Two weeks ago, I sent the email no woman CEO ever wants to find herself typing.
The subject line read: “On the verge of mental collapse, raising my hand to ask for help.”
I am the Managing Director of a boutique media company that creates content aimed at demystifying stereotypes about African women. For the last five years, I have been responsible—largely on my own—for financial monitoring and reporting, human resources, and the creative direction of the company. At the end of 2025, I was officially handed full executive control. On paper, nothing really changed. My job description and the company structure remained the same. In reality, everything did.
A few things happened in quick succession that altered my mental state and sent me into a quiet panic. The most immediate—and most terrifying—was the realization that I had misunderstood instructions from a funder during our recent implementation period. The consequences of that misunderstanding could have cost me, and possibly the company, a significant amount of money. Closely behind that came a heavier reckoning: I was truly on my own. The future of a team I had painstakingly built, nurtured, and protected now rested entirely in my hands.
At the same time, our funding runway was coming to an end. I had been handed a company with no real revenue-generating roadmap in place. And layered on top of all of that were my own internal expectations – excellence, competence, success – that I reflexively place on myself. Suddenly, I felt like I was drowning.
Fortunately, the company is governed by a board of directors. It was to this body that I sent the email admitting I was at the end of my rope. The responses were swift and compassionate. As expected, many of the suggestions offered were impractical or impossible to implement within the tight, time-bound constraints I was facing. Still, the act of naming my struggle mattered.
Being a woman in leadership comes with a host of biases. And while my company is 100% female-run and woman-owned, those biases don’t magically disappear. We carry them internally, often unconsciously. For decades, we have been told—subtly and explicitly—that we are “too emotional,” “not logical enough,” or simply not strong enough to handle the rigors of leadership. No number of Girlboss conferences or empowering think pieces fully erase that messaging. It lingers. It whispers doubt.
That doubt is why I pushed myself so hard to appear as though I didn’t need help.
Within my team, I earned the nickname “Mama Bear.” No matter the problem, I found a solution. I rarely lost my cool (though I am human, so never say never). I picked up slack that wasn’t mine to carry. I extended unusual grace to my team and to the vendors who support us. But in doing so, I took on tasks that were never meant to be mine. I spent hours of personal time—time meant for rest or family—doing work I should not have been doing at all.

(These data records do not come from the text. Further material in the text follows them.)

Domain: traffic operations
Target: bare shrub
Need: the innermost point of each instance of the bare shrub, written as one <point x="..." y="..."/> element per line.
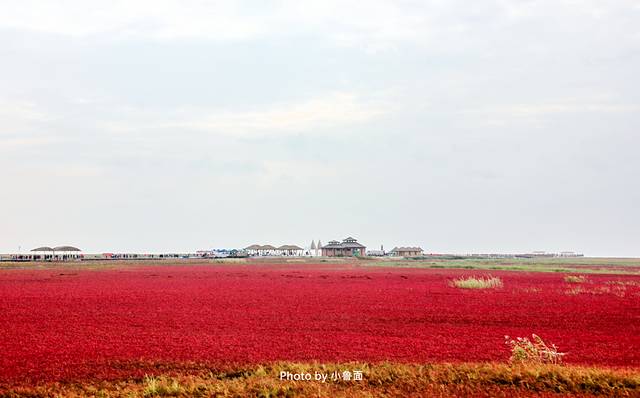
<point x="473" y="282"/>
<point x="524" y="350"/>
<point x="575" y="279"/>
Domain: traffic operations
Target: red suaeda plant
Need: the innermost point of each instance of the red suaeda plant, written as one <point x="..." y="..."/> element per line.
<point x="62" y="325"/>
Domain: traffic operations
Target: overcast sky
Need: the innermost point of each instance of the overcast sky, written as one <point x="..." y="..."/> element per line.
<point x="459" y="126"/>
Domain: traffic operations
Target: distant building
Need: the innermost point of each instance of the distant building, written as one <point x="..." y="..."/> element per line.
<point x="348" y="248"/>
<point x="269" y="250"/>
<point x="407" y="251"/>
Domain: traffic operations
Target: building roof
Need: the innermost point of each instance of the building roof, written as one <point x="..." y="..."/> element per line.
<point x="347" y="243"/>
<point x="407" y="249"/>
<point x="42" y="249"/>
<point x="289" y="247"/>
<point x="66" y="249"/>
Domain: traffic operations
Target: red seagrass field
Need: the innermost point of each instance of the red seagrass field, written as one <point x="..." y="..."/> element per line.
<point x="62" y="324"/>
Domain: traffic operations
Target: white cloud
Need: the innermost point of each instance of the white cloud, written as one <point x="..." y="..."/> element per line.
<point x="537" y="112"/>
<point x="317" y="114"/>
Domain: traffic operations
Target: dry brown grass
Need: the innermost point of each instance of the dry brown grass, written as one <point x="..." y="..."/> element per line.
<point x="386" y="379"/>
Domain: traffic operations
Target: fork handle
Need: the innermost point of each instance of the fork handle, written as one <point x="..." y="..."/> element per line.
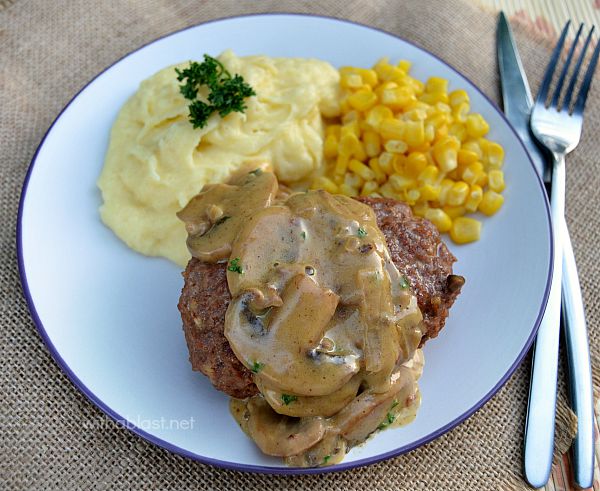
<point x="541" y="410"/>
<point x="580" y="375"/>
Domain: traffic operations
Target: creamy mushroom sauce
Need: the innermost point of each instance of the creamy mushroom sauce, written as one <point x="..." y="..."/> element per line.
<point x="319" y="313"/>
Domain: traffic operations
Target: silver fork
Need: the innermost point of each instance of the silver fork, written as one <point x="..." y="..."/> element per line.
<point x="557" y="126"/>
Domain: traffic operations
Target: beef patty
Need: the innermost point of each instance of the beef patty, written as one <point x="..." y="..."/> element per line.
<point x="415" y="247"/>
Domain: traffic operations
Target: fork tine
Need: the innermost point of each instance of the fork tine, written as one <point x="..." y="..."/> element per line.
<point x="543" y="92"/>
<point x="571" y="87"/>
<point x="565" y="69"/>
<point x="587" y="81"/>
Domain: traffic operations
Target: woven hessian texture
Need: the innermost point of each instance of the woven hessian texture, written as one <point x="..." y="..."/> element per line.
<point x="52" y="436"/>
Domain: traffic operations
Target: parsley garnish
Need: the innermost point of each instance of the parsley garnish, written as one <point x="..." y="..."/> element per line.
<point x="404" y="283"/>
<point x="288" y="399"/>
<point x="226" y="93"/>
<point x="235" y="266"/>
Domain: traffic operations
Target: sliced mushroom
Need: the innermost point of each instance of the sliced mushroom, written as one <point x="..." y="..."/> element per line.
<point x="366" y="412"/>
<point x="277" y="435"/>
<point x="214" y="216"/>
<point x="269" y="237"/>
<point x="279" y="352"/>
<point x="302" y="406"/>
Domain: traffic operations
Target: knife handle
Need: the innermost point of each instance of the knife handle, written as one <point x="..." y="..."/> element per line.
<point x="541" y="409"/>
<point x="580" y="375"/>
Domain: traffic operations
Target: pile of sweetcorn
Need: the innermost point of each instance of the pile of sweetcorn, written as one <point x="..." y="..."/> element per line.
<point x="400" y="138"/>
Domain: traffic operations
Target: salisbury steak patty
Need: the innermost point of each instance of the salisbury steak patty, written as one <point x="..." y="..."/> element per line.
<point x="415" y="247"/>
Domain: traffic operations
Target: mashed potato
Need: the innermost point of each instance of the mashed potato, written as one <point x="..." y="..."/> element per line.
<point x="156" y="161"/>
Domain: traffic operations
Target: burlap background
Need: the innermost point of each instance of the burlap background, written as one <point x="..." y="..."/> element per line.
<point x="52" y="437"/>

That is what led to my near mental collapse.
One board member messaged me to say she was sorry she hadn’t been able to help more. I told her the truth: I hadn’t actually expected anyone to solve this particular problem for me. I simply felt it was important to say it out loud. Because if I had crashed and burned, the first question everyone would have asked was, “Why didn’t Malaka ask for help?”
At least this time, I hadn’t suffered in silence.

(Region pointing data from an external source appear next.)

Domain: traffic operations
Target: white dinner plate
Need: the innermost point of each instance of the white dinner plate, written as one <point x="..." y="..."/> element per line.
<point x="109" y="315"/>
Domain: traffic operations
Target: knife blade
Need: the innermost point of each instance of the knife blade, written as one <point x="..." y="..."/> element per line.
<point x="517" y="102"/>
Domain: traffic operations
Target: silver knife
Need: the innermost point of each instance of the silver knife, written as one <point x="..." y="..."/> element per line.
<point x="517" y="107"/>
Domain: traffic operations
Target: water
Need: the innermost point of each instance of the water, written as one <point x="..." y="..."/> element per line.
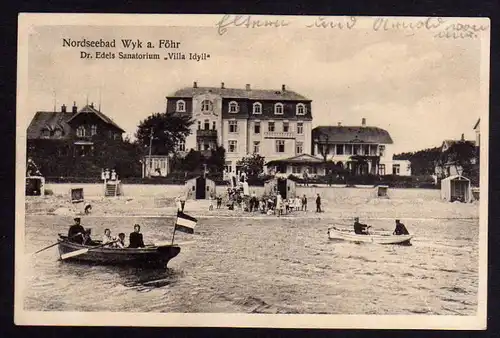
<point x="270" y="265"/>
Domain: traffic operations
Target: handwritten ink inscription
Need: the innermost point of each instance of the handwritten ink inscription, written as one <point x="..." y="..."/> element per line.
<point x="248" y="22"/>
<point x="440" y="27"/>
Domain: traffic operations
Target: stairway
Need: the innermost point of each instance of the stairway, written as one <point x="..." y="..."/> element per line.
<point x="112" y="189"/>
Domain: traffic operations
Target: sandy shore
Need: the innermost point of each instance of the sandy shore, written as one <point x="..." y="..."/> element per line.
<point x="338" y="207"/>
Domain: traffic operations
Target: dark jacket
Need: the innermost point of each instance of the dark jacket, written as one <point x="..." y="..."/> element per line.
<point x="73" y="230"/>
<point x="136" y="240"/>
<point x="400" y="230"/>
<point x="360" y="228"/>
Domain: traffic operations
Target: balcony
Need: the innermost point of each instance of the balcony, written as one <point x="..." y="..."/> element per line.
<point x="279" y="134"/>
<point x="206" y="133"/>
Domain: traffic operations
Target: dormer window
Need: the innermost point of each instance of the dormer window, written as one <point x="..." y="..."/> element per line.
<point x="206" y="106"/>
<point x="233" y="107"/>
<point x="180" y="106"/>
<point x="301" y="109"/>
<point x="80" y="131"/>
<point x="257" y="108"/>
<point x="278" y="109"/>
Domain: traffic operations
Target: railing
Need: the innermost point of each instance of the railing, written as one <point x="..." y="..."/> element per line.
<point x="206" y="133"/>
<point x="279" y="134"/>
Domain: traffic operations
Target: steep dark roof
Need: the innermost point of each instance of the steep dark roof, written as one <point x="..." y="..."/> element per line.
<point x="90" y="109"/>
<point x="347" y="134"/>
<point x="52" y="120"/>
<point x="49" y="120"/>
<point x="237" y="93"/>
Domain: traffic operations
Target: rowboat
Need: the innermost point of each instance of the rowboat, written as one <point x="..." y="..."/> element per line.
<point x="377" y="238"/>
<point x="149" y="256"/>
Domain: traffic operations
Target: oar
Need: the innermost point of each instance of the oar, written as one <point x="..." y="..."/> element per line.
<point x="84" y="251"/>
<point x="50" y="246"/>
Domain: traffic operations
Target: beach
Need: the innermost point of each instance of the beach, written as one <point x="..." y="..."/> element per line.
<point x="251" y="263"/>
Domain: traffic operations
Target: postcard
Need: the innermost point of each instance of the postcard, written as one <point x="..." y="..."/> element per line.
<point x="252" y="171"/>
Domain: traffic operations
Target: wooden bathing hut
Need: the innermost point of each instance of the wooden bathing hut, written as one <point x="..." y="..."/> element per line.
<point x="284" y="186"/>
<point x="200" y="188"/>
<point x="456" y="188"/>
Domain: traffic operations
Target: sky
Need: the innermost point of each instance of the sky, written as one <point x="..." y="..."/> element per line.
<point x="419" y="88"/>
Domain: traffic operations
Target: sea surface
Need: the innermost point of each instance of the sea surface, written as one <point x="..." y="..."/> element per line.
<point x="263" y="265"/>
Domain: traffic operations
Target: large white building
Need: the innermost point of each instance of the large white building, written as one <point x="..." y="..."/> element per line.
<point x="272" y="123"/>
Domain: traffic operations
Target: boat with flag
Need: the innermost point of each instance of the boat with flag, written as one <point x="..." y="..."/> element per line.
<point x="372" y="237"/>
<point x="153" y="255"/>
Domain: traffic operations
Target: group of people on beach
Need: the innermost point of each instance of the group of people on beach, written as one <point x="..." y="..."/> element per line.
<point x="78" y="234"/>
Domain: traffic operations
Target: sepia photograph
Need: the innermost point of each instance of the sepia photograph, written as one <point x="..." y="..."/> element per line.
<point x="252" y="171"/>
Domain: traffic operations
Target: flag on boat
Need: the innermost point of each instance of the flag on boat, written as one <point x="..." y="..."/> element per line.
<point x="185" y="223"/>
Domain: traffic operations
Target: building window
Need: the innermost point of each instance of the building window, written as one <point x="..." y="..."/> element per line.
<point x="348" y="149"/>
<point x="381" y="150"/>
<point x="233" y="107"/>
<point x="80" y="131"/>
<point x="180" y="106"/>
<point x="299" y="148"/>
<point x="232" y="146"/>
<point x="300" y="128"/>
<point x="301" y="109"/>
<point x="339" y="149"/>
<point x="233" y="126"/>
<point x="355" y="150"/>
<point x="182" y="146"/>
<point x="278" y="109"/>
<point x="257" y="108"/>
<point x="206" y="105"/>
<point x="381" y="169"/>
<point x="256" y="147"/>
<point x="280" y="146"/>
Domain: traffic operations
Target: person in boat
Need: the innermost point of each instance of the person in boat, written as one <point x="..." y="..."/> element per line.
<point x="76" y="232"/>
<point x="135" y="239"/>
<point x="400" y="229"/>
<point x="120" y="242"/>
<point x="107" y="237"/>
<point x="360" y="228"/>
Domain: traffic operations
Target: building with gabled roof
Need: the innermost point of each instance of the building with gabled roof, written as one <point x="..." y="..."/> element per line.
<point x="272" y="123"/>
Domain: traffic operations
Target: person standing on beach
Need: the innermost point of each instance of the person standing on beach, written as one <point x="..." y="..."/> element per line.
<point x="318" y="203"/>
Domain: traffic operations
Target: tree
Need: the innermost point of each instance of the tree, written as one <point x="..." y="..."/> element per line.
<point x="253" y="165"/>
<point x="164" y="131"/>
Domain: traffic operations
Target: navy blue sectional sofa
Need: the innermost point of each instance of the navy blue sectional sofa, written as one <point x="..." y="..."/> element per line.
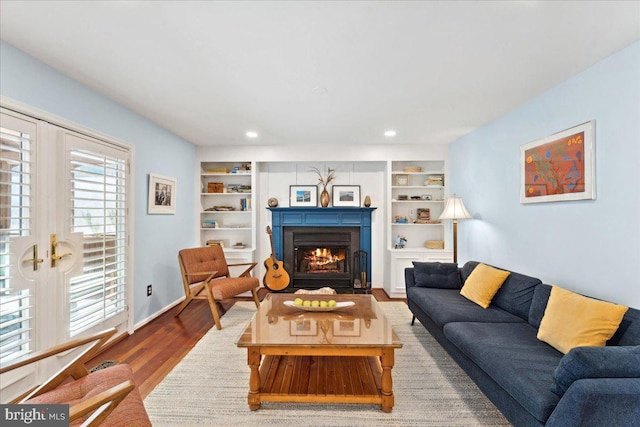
<point x="529" y="381"/>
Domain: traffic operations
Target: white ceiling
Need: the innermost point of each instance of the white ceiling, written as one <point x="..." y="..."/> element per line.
<point x="320" y="72"/>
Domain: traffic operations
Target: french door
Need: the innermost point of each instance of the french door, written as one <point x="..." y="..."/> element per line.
<point x="64" y="244"/>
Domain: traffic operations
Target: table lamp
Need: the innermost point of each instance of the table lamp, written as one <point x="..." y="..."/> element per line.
<point x="454" y="209"/>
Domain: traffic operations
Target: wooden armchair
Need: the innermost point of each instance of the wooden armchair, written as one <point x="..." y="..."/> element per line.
<point x="107" y="397"/>
<point x="206" y="270"/>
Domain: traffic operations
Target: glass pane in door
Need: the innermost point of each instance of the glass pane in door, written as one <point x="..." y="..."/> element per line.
<point x="15" y="222"/>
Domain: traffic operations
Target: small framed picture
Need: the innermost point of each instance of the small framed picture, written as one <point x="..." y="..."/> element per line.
<point x="346" y="328"/>
<point x="162" y="194"/>
<point x="303" y="195"/>
<point x="303" y="327"/>
<point x="346" y="195"/>
<point x="400" y="180"/>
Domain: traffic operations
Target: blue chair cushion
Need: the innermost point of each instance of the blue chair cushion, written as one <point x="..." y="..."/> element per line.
<point x="437" y="275"/>
<point x="447" y="305"/>
<point x="514" y="358"/>
<point x="596" y="362"/>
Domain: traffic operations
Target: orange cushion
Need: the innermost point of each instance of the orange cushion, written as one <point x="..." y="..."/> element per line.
<point x="482" y="284"/>
<point x="130" y="412"/>
<point x="572" y="320"/>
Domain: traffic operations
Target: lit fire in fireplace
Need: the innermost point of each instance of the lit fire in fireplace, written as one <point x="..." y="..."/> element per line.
<point x="321" y="260"/>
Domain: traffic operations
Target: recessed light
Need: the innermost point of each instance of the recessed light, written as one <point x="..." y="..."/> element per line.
<point x="320" y="90"/>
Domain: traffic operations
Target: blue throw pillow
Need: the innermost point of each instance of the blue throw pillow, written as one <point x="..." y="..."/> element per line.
<point x="596" y="362"/>
<point x="436" y="275"/>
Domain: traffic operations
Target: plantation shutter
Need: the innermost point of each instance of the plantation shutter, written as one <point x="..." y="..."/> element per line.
<point x="98" y="202"/>
<point x="16" y="191"/>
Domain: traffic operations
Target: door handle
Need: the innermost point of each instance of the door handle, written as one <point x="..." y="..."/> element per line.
<point x="35" y="260"/>
<point x="54" y="256"/>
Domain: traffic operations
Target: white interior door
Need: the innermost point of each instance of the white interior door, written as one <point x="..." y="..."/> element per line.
<point x="64" y="269"/>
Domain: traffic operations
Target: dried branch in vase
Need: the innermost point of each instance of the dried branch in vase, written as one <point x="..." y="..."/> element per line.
<point x="331" y="174"/>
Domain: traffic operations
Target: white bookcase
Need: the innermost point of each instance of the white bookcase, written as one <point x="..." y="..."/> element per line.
<point x="227" y="210"/>
<point x="417" y="191"/>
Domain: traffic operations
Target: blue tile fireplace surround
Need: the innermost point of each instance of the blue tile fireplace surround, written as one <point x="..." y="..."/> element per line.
<point x="347" y="227"/>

She replied that that was fair.
But here’s the good news: In the two weeks since I sent that email, a sense of peace has slowly settled over me. I have allowed the firms and individuals I hired to manage our finances to actually do their jobs. They are not responding as quickly as I would like, but they have assured me they are handling things. I have made the difficult internal decision to accept that this has to be enough. They understand deadlines – and the need to meet them – just as well as I do.
I have always been the kind of business owner—and student—who turns work in well ahead of deadlines. I love deadlines. I love the thrill of getting there first. It’s part of my competitive nature. But in this particular area, i.e. financial management, speed is not an asset. Meticulousness and accuracy are.
This is deeply counterintuitive for me, largely because of the trauma I experienced around mathematics as a child. Every Thursday morning at school, we were lined up in front of the class for mental maths. If you’ve never had to suffer the detrimental consequences of a round of mental maths, consider your childhood a charmed one. The rules were simple: The entire class would line up in front of the classroom where each of us was given an equation. You had to answer your equation with lightning speed or risk being whipped until you got it right in the next round. I was almost always one of the last two children left standing, being whipped repeatedly until the correct answer came.
I still struggle with math to this day because, in my body, numbers are associated with pain.
I am certain that this history contributed to my breakdown and the panic I felt at misunderstanding the instructions I was given. But the trauma itself is not the point of this story. The point is the bravery—and the deep discomfort—of asking for help. As a firstborn African woman. As a woman leader in business. As someone who has built an identity around being capable and dependable.
Sometimes the most radical thing you can say is: I am not okay.
And sometimes the strongest thing you can do is step back and trust the team you hired to do the work.
We are already deep into the first quarter of the year. If you are reading this and struggling, please hear this clearly: ask for help. There is no prize for drowning quietly. You do not have to suffer in silence. You are allowed to take a backseat. You are allowed to rest. And you are allowed to trust that you are not alone.